I opened the cabinet and found three chipped mugs, a stack of saucers, and a clear glass vase with a crack near the rim. I filled it halfway. The water ran cloudy for a second, then clear. When I set the tulips inside, they leaned to one side like tired people on a bus.
Mrs. Keller touched one petal with the back of her finger.
“My daughter used to bring yellow ones,” she said.
The refrigerator clicked on.
I waited.
She did not continue.
I didn’t ask.
That was the second choice of the day. Not the stairs. Not the grocery bags. The not asking.
Some silences are doors. Some are walls. Hers felt like a door with a chair pushed against it from the other side.
At 6:41 p.m., I should have left.
Instead, I fixed the loose handle on one grocery bag so she could reuse it. Then I tightened the lid on a jar of instant coffee. Then I moved the heavier soup cans from the top cabinet to the lower shelf because I saw her stretch once and hide the wince by turning toward the sink.

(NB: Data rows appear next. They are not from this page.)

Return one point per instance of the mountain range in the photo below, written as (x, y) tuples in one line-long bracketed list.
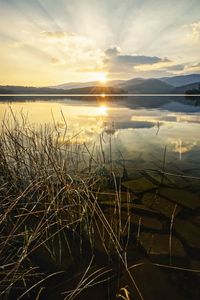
[(166, 85)]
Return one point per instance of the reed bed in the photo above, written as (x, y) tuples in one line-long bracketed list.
[(50, 217)]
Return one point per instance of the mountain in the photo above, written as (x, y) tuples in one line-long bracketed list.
[(75, 85), (85, 90), (96, 90), (192, 88), (150, 86), (178, 81)]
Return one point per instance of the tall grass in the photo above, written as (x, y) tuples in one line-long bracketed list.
[(50, 218)]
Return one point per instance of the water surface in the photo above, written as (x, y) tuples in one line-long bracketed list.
[(139, 128)]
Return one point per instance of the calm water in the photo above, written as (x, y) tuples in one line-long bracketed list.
[(139, 127)]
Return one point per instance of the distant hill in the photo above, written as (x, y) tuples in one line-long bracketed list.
[(85, 90), (131, 82), (166, 85), (150, 86), (77, 85), (189, 88), (96, 90), (178, 81)]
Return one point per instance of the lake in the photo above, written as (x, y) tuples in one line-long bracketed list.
[(146, 215), (140, 128)]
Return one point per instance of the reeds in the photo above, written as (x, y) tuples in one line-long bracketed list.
[(50, 218)]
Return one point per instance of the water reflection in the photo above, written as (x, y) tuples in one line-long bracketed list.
[(140, 127)]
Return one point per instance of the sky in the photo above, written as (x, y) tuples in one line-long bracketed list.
[(49, 42)]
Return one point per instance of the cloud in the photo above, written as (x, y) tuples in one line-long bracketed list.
[(179, 67), (113, 51), (195, 30), (117, 62), (57, 34)]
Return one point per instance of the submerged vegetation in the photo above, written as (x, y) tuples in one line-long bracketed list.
[(75, 225)]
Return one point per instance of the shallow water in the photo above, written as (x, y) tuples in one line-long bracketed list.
[(138, 128)]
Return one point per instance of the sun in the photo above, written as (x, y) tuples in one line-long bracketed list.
[(102, 77), (103, 109)]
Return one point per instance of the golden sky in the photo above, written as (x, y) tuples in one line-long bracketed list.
[(48, 42)]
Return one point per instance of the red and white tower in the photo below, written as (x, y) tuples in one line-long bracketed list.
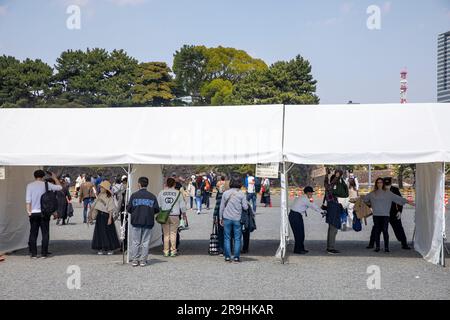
[(403, 85)]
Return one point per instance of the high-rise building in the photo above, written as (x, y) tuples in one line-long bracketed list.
[(443, 84)]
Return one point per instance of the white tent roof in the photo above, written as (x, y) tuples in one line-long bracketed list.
[(365, 134), (171, 135)]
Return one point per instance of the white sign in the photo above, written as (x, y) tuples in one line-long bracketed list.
[(320, 172), (267, 170)]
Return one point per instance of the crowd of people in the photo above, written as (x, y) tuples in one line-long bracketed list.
[(104, 203), (339, 207)]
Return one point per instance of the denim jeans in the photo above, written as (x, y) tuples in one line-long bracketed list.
[(252, 197), (199, 201), (140, 242), (86, 203), (237, 230)]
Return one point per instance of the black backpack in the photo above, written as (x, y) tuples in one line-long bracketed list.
[(257, 185), (49, 202)]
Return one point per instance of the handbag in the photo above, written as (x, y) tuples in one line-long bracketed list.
[(214, 240), (163, 215), (69, 210), (357, 226)]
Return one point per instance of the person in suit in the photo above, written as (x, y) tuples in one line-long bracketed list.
[(394, 219)]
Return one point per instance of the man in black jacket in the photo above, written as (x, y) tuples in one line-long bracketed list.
[(143, 206), (394, 218)]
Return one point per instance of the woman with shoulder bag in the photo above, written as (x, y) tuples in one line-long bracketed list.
[(234, 201), (105, 239)]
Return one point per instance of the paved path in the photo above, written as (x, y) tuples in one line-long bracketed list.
[(195, 275)]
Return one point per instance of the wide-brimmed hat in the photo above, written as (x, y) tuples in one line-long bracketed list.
[(105, 184)]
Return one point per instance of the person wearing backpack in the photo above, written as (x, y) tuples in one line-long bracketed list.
[(251, 190), (207, 191), (143, 206), (171, 199), (233, 202), (199, 186), (40, 197)]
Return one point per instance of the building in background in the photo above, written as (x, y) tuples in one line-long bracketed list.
[(443, 75)]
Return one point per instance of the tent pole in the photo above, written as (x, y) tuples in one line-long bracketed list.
[(128, 215), (443, 213)]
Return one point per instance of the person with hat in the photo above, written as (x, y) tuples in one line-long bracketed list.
[(105, 239), (381, 200), (394, 218), (301, 204)]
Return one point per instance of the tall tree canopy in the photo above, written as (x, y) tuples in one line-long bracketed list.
[(196, 67), (153, 84), (285, 82)]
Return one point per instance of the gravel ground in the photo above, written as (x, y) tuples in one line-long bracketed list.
[(195, 275)]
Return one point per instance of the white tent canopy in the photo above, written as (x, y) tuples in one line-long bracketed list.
[(371, 134), (149, 137), (109, 136)]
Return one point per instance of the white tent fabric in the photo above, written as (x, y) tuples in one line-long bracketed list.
[(430, 210), (367, 134), (336, 134), (14, 224), (175, 135)]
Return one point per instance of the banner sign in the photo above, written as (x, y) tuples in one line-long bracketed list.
[(267, 170)]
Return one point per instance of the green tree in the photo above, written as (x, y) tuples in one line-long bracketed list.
[(196, 68), (153, 84), (23, 84), (189, 67), (285, 82), (217, 92), (95, 77)]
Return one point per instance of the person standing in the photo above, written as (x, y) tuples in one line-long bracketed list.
[(78, 183), (352, 195), (63, 196), (142, 206), (206, 191), (105, 239), (220, 186), (351, 176), (34, 192), (301, 204), (199, 186), (191, 191), (171, 198), (231, 206), (265, 192), (380, 200), (87, 196), (251, 190), (394, 218), (334, 210)]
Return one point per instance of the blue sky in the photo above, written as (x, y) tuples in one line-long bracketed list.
[(350, 62)]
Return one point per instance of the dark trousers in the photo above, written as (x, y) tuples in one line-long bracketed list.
[(125, 241), (36, 222), (220, 234), (399, 232), (246, 240), (381, 225), (298, 227)]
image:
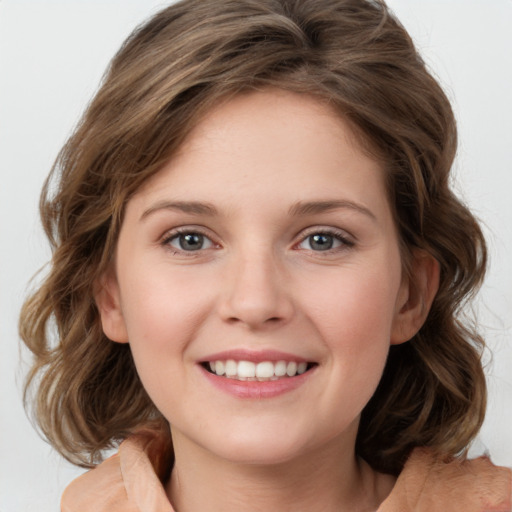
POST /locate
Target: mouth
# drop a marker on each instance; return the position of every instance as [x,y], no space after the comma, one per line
[262,371]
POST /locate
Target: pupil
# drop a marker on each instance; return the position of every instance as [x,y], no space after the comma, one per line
[191,241]
[321,242]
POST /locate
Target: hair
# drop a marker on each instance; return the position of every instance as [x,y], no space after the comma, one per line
[353,55]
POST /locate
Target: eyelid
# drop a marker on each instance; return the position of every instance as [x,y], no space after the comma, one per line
[173,233]
[346,239]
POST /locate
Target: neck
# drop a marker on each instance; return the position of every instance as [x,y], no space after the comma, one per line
[327,480]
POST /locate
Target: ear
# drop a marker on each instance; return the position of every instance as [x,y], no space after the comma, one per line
[108,300]
[415,297]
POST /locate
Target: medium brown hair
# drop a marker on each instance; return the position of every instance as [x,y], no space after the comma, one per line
[352,54]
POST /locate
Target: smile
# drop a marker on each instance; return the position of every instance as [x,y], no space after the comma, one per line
[261,371]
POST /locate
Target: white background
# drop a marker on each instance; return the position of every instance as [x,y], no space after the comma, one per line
[52,56]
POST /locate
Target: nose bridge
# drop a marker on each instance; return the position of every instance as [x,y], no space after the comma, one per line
[256,294]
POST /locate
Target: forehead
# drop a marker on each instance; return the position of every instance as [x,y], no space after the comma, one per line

She watched without stopping me.
When I was done, she opened a drawer and took out a small notepad.
“Write your name,” she said.
I hesitated.
“Why?”
“So I stop calling you the young man from 2B.”
I wrote: Michael Harris.
My handwriting looked too large on her little notepad.
She read it once, then placed the paper beside the phone.
The phone was old. Beige plastic. Big buttons. A strip of masking tape had been stuck above the cradle with three numbers written in blue ink.
Building Manager.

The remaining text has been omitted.